The IBW itself, will be entering it’s fourth season in 2011 and more independent bookshops than ever, are expected to take part, with events taking place all around the country.
The IBW Book Of The Year Award for adult books, is chosen from a shortlist of ten books, selected by a judging panel of independent booksellers, from nominations put forward by publishers.
Participating bookshops showcase the short-listed titles in special promotions that run throughout Independent Booksellers Week, with voting taking place from May until the end of August. Winners are selected by independent bookshop customers who cast postcard or email votes for their favourite books.
The winning author receives a prize of National Book Tokens and a framed certificate, which is presented to them, at a prize giving ceremony, in their favourite independent bookshop, in the autumn.
The winner of IBW Book Of The Year Award For Adults is:
‘Wolf Hall’ by Hilary Mantel
“Lock Cromwell in a deep dungeon in the morning,’ says Thomas More, ‘and when you come back that night he’ll be sitting on a plush cushion eating larks’ tongues, and all the gaolers will owe him money.’
England, the 1520s. Henry VIII is on the throne, but has no heir. Cardinal Wolsey is his chief advisor, charged with securing the divorce the pope refuses to grant.

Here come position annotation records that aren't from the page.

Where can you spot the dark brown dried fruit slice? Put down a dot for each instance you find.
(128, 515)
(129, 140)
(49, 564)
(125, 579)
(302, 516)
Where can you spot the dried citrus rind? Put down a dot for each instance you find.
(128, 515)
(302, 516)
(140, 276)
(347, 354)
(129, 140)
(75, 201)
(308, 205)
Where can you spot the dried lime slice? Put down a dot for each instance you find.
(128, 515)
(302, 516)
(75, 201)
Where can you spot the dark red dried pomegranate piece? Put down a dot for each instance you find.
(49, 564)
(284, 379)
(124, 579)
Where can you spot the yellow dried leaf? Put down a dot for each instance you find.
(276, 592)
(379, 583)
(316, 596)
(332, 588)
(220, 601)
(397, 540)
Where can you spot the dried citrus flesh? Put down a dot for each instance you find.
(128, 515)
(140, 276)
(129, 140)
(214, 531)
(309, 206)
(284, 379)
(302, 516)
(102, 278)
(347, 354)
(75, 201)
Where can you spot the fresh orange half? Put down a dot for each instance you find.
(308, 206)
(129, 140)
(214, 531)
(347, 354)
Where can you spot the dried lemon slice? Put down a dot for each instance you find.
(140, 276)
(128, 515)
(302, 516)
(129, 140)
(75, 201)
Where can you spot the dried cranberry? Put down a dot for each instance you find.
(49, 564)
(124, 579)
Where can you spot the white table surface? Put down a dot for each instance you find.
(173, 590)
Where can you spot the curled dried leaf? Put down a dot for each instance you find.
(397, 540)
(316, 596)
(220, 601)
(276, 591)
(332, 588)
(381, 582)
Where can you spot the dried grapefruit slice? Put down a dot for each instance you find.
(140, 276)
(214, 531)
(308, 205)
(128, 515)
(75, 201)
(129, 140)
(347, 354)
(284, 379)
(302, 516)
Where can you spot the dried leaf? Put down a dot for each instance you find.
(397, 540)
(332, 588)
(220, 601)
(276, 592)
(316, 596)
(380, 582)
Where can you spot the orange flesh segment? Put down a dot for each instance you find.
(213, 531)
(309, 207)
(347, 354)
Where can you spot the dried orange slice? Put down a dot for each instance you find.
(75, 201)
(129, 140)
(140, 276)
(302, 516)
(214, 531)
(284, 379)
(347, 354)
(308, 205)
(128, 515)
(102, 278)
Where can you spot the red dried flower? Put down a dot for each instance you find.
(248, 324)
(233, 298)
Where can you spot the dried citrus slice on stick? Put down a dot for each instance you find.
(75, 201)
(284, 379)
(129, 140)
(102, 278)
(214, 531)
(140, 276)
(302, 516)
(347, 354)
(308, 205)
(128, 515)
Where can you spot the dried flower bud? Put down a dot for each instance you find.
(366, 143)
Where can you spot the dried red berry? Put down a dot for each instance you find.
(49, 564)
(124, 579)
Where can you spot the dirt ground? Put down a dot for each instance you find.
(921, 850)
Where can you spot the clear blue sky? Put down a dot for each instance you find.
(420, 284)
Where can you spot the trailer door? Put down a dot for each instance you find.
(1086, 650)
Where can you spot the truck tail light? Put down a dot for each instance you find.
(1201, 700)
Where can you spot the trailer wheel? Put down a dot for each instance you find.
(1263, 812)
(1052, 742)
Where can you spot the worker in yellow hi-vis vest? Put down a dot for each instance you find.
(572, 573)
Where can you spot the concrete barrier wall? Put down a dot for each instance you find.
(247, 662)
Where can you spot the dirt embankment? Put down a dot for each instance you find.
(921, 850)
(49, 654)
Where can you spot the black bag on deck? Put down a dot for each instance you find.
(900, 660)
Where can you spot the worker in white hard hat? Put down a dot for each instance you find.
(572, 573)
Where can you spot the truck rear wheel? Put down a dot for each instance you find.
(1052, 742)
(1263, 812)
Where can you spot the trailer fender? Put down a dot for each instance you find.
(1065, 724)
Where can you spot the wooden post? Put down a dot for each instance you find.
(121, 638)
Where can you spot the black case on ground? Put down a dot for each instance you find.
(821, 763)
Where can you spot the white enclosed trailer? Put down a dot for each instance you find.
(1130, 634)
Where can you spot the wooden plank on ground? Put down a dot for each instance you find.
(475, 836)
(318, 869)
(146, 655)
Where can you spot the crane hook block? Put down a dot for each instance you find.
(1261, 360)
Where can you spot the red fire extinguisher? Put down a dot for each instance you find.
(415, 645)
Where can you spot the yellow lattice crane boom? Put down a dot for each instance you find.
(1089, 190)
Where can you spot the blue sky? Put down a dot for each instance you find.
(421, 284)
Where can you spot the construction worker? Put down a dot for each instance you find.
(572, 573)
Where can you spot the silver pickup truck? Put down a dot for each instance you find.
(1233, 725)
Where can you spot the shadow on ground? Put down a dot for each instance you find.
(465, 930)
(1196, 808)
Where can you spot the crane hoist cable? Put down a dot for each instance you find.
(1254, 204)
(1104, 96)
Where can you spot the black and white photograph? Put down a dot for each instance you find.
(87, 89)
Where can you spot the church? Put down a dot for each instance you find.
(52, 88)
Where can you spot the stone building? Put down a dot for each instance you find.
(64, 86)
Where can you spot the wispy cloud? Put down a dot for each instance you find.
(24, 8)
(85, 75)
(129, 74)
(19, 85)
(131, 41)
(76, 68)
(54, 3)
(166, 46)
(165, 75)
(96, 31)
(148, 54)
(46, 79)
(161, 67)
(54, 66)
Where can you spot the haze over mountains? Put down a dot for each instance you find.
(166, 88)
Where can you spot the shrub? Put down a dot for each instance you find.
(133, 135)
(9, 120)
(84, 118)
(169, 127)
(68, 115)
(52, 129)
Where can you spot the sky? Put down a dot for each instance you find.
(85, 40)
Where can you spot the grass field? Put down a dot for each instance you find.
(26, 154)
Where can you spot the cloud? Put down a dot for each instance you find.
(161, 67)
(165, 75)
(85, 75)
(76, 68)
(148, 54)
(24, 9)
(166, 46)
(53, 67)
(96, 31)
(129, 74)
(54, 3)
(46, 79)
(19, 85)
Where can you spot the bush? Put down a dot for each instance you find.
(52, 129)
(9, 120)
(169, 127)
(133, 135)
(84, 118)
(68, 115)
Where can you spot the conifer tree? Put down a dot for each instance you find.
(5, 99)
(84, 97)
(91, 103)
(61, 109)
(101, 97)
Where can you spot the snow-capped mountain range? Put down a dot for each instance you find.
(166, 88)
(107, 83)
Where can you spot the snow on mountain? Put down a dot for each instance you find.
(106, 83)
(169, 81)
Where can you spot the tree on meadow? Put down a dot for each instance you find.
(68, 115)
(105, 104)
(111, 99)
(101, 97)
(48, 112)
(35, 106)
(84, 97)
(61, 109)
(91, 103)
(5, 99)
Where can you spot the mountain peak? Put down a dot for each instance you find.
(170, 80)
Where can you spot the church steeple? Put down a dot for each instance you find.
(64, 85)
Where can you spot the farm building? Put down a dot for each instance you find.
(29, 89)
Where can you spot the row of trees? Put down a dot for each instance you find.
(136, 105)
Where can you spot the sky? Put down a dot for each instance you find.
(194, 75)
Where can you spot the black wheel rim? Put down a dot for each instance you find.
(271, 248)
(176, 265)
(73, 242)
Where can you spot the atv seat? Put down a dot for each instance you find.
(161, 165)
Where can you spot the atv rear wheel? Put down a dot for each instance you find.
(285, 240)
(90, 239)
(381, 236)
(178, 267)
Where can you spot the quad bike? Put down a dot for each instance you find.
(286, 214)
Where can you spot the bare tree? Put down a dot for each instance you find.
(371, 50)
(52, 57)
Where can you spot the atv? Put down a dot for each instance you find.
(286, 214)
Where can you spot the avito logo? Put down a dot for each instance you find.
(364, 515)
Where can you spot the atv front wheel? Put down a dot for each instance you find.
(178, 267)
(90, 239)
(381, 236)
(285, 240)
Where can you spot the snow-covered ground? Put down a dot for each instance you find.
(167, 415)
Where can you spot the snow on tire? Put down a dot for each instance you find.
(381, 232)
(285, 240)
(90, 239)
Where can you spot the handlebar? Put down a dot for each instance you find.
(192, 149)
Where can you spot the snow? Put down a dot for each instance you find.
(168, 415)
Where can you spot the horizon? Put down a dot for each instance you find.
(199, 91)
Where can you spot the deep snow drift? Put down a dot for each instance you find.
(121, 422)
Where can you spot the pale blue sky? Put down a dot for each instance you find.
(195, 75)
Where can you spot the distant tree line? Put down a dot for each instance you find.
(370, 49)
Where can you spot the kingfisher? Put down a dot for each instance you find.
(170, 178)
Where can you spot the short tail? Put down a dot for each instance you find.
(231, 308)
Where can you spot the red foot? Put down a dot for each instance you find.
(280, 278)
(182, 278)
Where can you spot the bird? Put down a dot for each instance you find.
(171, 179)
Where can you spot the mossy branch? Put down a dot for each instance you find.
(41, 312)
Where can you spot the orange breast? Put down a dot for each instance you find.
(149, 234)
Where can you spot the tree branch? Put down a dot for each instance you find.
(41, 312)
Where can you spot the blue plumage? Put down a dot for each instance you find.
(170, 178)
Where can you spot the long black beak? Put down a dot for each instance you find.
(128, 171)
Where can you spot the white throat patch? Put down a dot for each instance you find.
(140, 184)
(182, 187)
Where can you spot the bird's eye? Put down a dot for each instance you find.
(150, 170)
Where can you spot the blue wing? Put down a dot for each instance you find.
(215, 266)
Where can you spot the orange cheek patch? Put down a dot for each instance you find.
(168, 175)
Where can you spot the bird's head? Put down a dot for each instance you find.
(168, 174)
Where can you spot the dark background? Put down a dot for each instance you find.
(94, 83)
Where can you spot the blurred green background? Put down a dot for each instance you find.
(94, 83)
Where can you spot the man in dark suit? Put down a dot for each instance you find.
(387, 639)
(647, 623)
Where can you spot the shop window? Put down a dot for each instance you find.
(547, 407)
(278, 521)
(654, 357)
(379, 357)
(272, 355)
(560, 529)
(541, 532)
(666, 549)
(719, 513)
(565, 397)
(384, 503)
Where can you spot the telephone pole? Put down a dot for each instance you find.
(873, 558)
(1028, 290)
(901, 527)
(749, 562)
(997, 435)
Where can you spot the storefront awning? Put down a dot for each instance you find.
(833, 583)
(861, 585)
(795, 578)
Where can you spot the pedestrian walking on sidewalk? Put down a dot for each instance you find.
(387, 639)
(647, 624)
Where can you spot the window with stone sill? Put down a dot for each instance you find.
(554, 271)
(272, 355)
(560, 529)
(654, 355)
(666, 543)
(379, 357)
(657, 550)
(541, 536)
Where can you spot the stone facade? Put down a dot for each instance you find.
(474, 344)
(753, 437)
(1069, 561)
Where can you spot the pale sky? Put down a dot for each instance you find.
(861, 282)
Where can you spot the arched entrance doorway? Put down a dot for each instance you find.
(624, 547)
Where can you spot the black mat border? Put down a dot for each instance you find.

Into this atmosphere of distrust and need comes Thomas Cromwell, first as Wolsey’s clerk, and later his successor.
Cromwell is a wholly original man: the son of a brutal blacksmith, a political genius, a briber, a charmer, a bully, a man with a delicate and deadly expertise in manipulating people and events. Ruthless in pursuit of his own interests, he is as ambitious in his wider politics as he is for himself. His reforming agenda is carried out in the grip of a self-interested parliament and a king who fluctuates between romantic passions and murderous rages”
Hilary Mantel said the following of IBW and the bookshops involved:
‘Six months before Wolf Hall was launched I spoke about it in public for the first time at a meeting of independent booksellers, and the enthusiasm gave me a real lift – it was the first indication that the book was poised for success. Wolf Hall has brought me fans who have never read my books before, and also readers who don’t normally go for historical fiction. The support of individual booksellers has been very important in creating that outreach, and over my writing years I’ve become increasingly aware that a well-run independent bookshop can influence and inspire readers in the area it serves. Now that choice and variety for the reader has dwindled, and a few books dominate the market, the taste and discrimination of independent booksellers are more important than ever in maintaining a lively reading culture.’